Sitagliptin affects gastric cancer cells proliferation by suppressing Melanoma-associated antigen-A3 expression through Yes-associated protein inactivation

Abstract

Sitagliptin is an emerging oral hypoglycemic agent that inhibits the development of a wide variety of tumors. Current researches indicate that the abnormal activation of Yes-associated protein (YAP) promotes the proliferation and poor prognosis of multiple tumors. However, the ability of sitagliptin to regulate YAP and its effects on gastric cancer (GC) cells remain unclear. Here, we first showed that sitagliptin inhibited the proliferation of GC cells, and this inhibition was regulated by Hippo pathway.
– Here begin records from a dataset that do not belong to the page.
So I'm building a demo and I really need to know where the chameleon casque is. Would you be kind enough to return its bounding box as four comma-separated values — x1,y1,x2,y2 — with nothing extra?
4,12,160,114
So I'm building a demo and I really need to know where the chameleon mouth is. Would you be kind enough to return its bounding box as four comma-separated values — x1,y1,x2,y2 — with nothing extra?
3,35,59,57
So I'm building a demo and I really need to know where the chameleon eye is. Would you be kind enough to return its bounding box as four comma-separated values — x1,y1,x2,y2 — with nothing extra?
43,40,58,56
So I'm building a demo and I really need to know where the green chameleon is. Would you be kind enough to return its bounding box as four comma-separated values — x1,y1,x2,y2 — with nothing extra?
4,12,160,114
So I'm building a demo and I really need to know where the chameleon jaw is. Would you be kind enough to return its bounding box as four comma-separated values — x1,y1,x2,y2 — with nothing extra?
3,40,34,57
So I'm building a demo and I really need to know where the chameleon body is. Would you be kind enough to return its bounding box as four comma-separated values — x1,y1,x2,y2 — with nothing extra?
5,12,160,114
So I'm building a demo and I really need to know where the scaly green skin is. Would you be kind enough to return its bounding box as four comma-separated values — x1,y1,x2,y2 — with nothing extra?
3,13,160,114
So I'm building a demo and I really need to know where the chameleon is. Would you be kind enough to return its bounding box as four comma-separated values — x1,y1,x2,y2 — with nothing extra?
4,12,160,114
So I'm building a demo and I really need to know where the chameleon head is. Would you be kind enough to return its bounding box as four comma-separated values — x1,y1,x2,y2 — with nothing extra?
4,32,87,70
Sitagliptin phosphorylated YAP in a large tumor suppressor homolog-dependent manner, thereby inhibiting YAP nuclear translocation, and promoted YAP cytoplasm retention. This inhibition can be blocked by adenosine 5'-monophosphate-activated protein kinase (AMPK). Moreover, sitagliptin could reduce the expression of tumor-testis antigen Melanoma-associated antigen-A3 through YAP. In conclusion, sitagliptin may have a potential inhibitory effect on GC by AMPK/YAP/melanoma-associated antigen-A3 pathway.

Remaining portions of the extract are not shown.